I am more than honored at being the recipient of the 2019  Titus Brandsma press freedom award. I am accepting it in behalf of the many journalists across the country who, despite physical attacks, death threats, censorship attempts,  bans from coverage, whimsical libel suits, and red-baiting continue the necessary task of seeking the truth and reporting it. Most of all am I accepting it in memory of the 165 journalists and media workers who have been killed in this country since 1986 because of their work, among them the 32 killed in the 2009 Ampatuan massacre, the tenth anniversary of which will be on November 23. They deserve the honor more than I do:  press freedom is best defended and enriched by journalists’ practicing it and refusing to be silent or silenced.

But these are dangerous times not only for journalists but also for every truth teller: for human rights defenders; the lawyers of the poor and marginalized; student, labor, farmer and other activists; and those men and women of the cloth who speak and act in support of  the fundamental right to life.  Today as in Blessed Titus Brandsma’s time,  truth telling has become the only antidote to the ignorance that claims for itself the right to kill, and the barbarism that proclaims to all the world that human liberties and lives don’t matter. 

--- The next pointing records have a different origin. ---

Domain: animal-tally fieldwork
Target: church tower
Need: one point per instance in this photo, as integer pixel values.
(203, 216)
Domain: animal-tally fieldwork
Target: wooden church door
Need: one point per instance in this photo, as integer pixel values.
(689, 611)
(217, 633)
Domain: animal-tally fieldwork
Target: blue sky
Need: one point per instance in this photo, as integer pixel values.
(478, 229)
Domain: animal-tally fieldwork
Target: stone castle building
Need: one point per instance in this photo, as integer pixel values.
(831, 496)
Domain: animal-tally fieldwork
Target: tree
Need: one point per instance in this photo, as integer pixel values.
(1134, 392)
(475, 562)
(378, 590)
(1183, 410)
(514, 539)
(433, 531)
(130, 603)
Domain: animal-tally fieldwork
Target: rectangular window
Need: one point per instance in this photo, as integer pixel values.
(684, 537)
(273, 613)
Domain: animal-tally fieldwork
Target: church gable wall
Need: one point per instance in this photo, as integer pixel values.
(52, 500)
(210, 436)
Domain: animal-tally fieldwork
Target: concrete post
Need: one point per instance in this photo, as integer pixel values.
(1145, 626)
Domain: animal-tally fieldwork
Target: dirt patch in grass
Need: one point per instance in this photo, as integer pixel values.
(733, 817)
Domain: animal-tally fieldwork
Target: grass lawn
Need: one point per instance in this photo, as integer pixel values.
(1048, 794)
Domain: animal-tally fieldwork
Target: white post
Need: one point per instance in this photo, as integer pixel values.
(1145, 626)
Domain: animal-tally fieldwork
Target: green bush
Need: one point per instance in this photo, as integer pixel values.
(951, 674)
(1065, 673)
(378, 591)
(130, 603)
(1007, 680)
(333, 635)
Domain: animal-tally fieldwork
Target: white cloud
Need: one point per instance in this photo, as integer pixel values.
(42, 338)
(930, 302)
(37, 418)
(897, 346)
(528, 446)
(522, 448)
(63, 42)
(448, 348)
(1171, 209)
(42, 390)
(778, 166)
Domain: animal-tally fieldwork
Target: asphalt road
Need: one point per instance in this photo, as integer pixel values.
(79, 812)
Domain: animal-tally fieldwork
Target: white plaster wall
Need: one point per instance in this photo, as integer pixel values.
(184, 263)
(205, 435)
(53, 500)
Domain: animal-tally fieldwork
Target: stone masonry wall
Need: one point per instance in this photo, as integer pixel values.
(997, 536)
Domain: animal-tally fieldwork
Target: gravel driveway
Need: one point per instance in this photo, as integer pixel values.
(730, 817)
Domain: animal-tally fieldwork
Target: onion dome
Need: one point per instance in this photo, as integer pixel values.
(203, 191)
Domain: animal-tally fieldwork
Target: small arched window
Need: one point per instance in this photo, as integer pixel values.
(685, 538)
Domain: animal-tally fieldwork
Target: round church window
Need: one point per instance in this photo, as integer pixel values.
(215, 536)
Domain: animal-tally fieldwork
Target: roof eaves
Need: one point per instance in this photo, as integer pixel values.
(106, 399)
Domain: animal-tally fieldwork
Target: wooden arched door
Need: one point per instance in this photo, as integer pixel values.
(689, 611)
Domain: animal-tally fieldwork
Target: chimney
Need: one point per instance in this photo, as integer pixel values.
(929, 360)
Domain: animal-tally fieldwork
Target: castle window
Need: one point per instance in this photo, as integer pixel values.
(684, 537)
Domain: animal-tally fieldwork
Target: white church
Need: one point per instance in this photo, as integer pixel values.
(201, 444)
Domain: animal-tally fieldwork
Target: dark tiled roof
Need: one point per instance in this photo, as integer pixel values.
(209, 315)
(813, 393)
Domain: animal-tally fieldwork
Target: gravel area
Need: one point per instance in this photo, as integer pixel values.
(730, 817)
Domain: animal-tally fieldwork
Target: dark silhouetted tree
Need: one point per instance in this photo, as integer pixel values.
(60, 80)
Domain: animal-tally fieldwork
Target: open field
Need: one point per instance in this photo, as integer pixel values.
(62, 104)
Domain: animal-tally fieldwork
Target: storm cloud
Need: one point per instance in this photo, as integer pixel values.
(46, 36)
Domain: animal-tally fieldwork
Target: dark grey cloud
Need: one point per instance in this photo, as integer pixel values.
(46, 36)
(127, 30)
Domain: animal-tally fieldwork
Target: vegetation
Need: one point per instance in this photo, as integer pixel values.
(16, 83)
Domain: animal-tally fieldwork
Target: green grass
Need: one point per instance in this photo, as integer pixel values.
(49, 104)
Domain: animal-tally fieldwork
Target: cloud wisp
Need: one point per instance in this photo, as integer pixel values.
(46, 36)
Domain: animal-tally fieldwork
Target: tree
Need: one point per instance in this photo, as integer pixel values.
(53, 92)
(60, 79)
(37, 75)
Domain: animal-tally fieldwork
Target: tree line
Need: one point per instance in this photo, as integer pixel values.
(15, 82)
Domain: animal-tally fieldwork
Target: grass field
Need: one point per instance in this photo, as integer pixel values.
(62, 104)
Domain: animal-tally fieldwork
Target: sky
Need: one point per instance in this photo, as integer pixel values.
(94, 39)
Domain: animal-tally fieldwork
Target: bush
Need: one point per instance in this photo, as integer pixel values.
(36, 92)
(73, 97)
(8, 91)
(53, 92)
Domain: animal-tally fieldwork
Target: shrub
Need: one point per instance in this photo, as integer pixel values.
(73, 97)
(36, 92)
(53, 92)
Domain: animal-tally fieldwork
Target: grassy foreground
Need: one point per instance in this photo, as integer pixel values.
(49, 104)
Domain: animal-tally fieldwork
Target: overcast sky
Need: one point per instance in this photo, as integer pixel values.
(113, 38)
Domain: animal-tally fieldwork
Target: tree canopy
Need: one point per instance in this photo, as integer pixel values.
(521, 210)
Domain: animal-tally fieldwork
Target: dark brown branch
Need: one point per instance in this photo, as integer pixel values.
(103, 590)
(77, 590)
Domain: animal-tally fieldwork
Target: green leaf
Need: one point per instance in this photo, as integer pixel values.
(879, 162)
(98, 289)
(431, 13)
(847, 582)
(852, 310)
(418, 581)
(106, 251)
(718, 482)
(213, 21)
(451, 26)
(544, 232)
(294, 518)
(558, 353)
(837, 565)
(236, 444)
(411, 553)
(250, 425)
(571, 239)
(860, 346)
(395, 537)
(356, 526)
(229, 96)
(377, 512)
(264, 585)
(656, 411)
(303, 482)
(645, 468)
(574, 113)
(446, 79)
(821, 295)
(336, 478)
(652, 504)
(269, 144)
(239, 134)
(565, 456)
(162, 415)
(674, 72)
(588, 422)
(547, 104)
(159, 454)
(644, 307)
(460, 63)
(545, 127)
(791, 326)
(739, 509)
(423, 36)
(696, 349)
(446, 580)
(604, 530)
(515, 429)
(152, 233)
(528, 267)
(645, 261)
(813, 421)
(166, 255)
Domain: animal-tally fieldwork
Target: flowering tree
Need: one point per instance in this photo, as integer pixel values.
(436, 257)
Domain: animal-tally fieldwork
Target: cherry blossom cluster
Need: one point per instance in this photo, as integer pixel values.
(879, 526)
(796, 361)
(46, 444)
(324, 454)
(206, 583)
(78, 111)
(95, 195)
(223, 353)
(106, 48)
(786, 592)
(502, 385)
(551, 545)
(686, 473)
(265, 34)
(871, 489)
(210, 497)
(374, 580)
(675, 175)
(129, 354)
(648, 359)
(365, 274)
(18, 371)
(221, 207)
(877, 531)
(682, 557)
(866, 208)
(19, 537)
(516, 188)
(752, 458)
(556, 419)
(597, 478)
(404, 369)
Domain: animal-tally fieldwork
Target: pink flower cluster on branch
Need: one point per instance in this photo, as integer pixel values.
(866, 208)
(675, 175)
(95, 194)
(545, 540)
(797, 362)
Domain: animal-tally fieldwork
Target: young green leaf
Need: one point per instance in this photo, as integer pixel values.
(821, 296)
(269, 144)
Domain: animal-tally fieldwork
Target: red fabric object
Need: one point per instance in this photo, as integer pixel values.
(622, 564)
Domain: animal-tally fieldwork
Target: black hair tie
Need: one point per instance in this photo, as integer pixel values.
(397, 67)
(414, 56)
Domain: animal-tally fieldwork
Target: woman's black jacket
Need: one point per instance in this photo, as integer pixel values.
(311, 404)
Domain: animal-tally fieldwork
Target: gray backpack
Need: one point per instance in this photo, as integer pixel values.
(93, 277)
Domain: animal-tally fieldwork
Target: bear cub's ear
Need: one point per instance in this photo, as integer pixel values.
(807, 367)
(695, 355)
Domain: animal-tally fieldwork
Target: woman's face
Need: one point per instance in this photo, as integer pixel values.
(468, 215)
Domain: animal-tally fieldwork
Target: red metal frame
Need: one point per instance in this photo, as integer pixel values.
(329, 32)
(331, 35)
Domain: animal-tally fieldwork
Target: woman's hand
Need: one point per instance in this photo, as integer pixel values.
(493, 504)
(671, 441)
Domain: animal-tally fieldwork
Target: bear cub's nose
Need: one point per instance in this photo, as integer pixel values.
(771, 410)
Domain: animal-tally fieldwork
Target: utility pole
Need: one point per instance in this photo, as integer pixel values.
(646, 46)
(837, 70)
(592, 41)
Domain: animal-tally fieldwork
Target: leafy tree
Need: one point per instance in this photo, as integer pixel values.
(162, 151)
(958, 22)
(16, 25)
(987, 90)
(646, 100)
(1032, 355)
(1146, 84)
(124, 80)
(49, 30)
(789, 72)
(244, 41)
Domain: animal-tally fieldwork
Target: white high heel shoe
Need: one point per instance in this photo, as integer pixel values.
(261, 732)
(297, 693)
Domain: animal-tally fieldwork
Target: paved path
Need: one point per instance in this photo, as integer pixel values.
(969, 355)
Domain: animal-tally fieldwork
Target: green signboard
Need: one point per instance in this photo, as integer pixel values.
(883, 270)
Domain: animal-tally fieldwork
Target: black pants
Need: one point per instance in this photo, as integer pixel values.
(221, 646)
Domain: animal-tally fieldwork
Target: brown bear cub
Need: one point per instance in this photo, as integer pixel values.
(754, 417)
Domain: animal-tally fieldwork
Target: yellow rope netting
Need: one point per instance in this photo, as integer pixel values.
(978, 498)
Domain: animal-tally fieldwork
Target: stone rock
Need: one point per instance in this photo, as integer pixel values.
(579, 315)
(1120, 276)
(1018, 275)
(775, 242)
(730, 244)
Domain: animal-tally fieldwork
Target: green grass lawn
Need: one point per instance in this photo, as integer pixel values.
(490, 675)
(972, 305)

Journalists and truth tellers  share with scientists and  artists the same human responsibility of interpreting and explaining the world. Without understanding the circumstances that define human existence in this country as well as other parts of the planet, no change is possible, and it is in this sense that journalism is more than a craft and a profession. It is a crucial power as well in the realization and advancement of human freedom.

It is for the sake of advancing the human capacity for understanding  that every man and woman of goodwill values free expression and press freedom. Let this occasion be an opportunity for all of  us and those outside this hall to reiterate our commitment to the defense and enhancement of free expression for all,  for the sake of all that’s human. 

My thanks to the Order of Carmelites and the Titus Brandsma Media Center for this award. I will treasure it as a testament to the fact that even in this age of alternative facts and disinformation, there are still among us those men and women  who truly value the power of truth and knowledge in interpreting, challenging,  and changing the world.

Prof. Luis V. Teodoro is a former dean of the University of the Philippines College of Mass Communication, where he used to teach journalism. He writes political commentary for BusinessWorld.